When I was little, my mother always said to me, “Boring people are bored.” Starting college, one of my fears, among many, was being bored. Not having a car and not being able to easily get off campus, I was worried I wasn’t going to have enough to do in the new community I was moving into.
This wouldn’t be my first move to an unknown place. I had moved a week after I graduated, and spent my summer in a new town where I knew no one my own age. I ended up working at a karate studio teaching martial arts to little kids. This was a fun experience, and amazing in its own way, but I spent most of my time missing my friends from California and the convenience of living in a city. Since there was so little to do in this new town, I slept through most of the days when I wasn’t working.
But as school kicked into gear, I began making connections, meeting people and joining different organizations. About three weeks in I had already committed to the novice rowing team, went to Mass four times a week, worked at The Beacon, was in a relationship, all while trying to stay on top of schoolwork. As well as having major health issues for two months.
So, why does this matter? The thing is, as I scheduled every second of my day, I was constantly overwhelmed but also constantly excited to try new things. People were confused as to how I was still functioning, and honestly so was I. Even though I was happy with many experiences, my anxiety and depression came to the forefront of my mind. I spent quite a bit of my time brooding while trying to get through the day.
While there was never a time when I wanted to give up, my deteriorating mental health made me think of a young man at my high school who died by suicide my freshman year. Before he died by suicide, he posted on his Twitter this quote, “A person cannot spread love without doing what makes them happy, and a person cannot be happy unless they spread love.”
This quote became my mantra, I would write hundreds of sticky notes with it, hoping that people would never have to feel so low — or if they did, I hoped something as small as a sticky note would help.
I was talking to a friend about the stress of upcoming finals week, and he told me a story about a Navy SEAL named David Goggins who won fifth place in a 135-mile ultramarathon. My friend told me about Goggins’ mindset, where Goggins said, “When you think you’re done, you’re only 40% of the way there.”
This idea blew my mind. I mean why do we get out of bed in the morning? How do we keep going when it’s two a.m. and we’ve been studying for eight hours straight? How do we stay positive?

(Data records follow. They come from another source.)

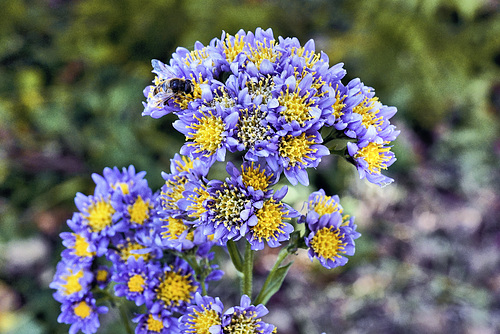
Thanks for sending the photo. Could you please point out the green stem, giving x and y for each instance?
(246, 284)
(235, 255)
(124, 316)
(281, 257)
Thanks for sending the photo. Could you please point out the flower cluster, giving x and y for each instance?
(271, 99)
(268, 102)
(113, 238)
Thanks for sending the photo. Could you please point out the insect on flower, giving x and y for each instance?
(167, 85)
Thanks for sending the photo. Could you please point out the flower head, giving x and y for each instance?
(370, 159)
(72, 281)
(82, 315)
(331, 235)
(246, 318)
(156, 321)
(177, 286)
(202, 317)
(135, 280)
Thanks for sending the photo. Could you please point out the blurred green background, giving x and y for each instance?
(72, 75)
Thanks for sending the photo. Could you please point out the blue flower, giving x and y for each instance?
(204, 316)
(72, 281)
(135, 280)
(370, 159)
(209, 131)
(331, 235)
(155, 321)
(82, 315)
(176, 287)
(246, 318)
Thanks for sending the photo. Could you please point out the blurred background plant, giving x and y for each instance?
(428, 261)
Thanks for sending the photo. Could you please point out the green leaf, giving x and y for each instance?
(274, 282)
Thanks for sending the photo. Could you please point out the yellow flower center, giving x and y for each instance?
(338, 106)
(154, 325)
(196, 57)
(324, 205)
(250, 129)
(197, 209)
(72, 282)
(228, 204)
(174, 228)
(327, 243)
(207, 133)
(233, 48)
(139, 211)
(127, 250)
(310, 57)
(202, 321)
(175, 288)
(186, 165)
(136, 283)
(367, 109)
(81, 246)
(102, 275)
(123, 186)
(297, 109)
(296, 149)
(375, 155)
(269, 220)
(245, 323)
(83, 310)
(100, 215)
(254, 177)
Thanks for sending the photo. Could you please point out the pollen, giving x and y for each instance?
(196, 57)
(296, 107)
(261, 52)
(296, 149)
(255, 178)
(223, 99)
(375, 155)
(154, 325)
(201, 322)
(207, 134)
(186, 165)
(81, 246)
(369, 112)
(136, 283)
(174, 192)
(311, 58)
(174, 229)
(233, 48)
(72, 282)
(100, 215)
(228, 204)
(269, 220)
(263, 87)
(129, 250)
(327, 243)
(175, 288)
(123, 186)
(83, 310)
(242, 324)
(196, 210)
(182, 100)
(324, 205)
(250, 128)
(339, 104)
(139, 211)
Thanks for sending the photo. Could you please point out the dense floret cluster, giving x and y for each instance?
(277, 106)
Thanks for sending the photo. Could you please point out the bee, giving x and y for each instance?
(168, 85)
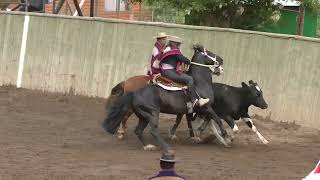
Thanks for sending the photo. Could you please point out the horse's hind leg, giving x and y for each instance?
(139, 131)
(123, 125)
(172, 132)
(154, 123)
(143, 122)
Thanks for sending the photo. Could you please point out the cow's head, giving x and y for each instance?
(255, 95)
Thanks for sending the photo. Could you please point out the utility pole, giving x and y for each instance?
(300, 19)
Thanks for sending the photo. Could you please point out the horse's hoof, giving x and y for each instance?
(265, 142)
(120, 136)
(227, 145)
(174, 138)
(196, 140)
(149, 147)
(228, 140)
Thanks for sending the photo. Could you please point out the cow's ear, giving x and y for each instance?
(244, 85)
(251, 83)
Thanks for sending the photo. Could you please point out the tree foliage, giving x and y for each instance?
(242, 14)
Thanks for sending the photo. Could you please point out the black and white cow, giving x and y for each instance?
(232, 103)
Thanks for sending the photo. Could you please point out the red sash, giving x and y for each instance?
(173, 51)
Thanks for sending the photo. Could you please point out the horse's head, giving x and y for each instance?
(255, 95)
(207, 58)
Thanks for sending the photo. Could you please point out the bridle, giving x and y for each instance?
(214, 59)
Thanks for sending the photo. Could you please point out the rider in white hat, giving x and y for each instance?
(157, 52)
(171, 62)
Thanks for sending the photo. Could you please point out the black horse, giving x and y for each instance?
(232, 103)
(148, 102)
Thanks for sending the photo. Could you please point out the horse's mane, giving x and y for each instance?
(198, 47)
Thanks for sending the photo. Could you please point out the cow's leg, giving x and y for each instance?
(254, 129)
(231, 122)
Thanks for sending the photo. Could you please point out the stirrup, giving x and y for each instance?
(203, 101)
(190, 106)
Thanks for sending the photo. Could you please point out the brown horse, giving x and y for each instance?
(130, 85)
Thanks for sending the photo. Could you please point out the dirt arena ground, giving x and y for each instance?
(53, 136)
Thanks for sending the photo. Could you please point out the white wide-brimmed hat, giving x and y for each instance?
(175, 39)
(160, 35)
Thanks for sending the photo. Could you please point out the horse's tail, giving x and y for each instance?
(116, 91)
(117, 112)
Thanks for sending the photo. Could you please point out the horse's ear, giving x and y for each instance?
(244, 85)
(251, 83)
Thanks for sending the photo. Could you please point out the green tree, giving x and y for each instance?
(242, 14)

I have struggled all year with these questions, with depression, and with the dwindling capacity to continue working hard. But one thing I love about my faith is that God answers questions at the time when you need it most. One Monday at Christie Hall Mass, the reading described perfectly how we can give from an empty tank, how there is always a purpose to do things, and to not give up when you think you’re done, because you still have 60% left.
In Luke 21: 3-4, there is this poor lady who gives money to the offering. Jesus sees this and says, "I tell you truly, this poor widow put in more than all the rest; for those others have all made offerings from their surplus wealth, but she, from her poverty, has offered her whole livelihood."
So, in all the craziness that is life, go and do everything you can. It doesn’t mean you’ll do it forever, but at least you can say you tried it, and in it, learned something along the way. Opportunities are like sticky notes, brightly colored, eye catching, and sometimes, they can change your life. Go rock that 60%!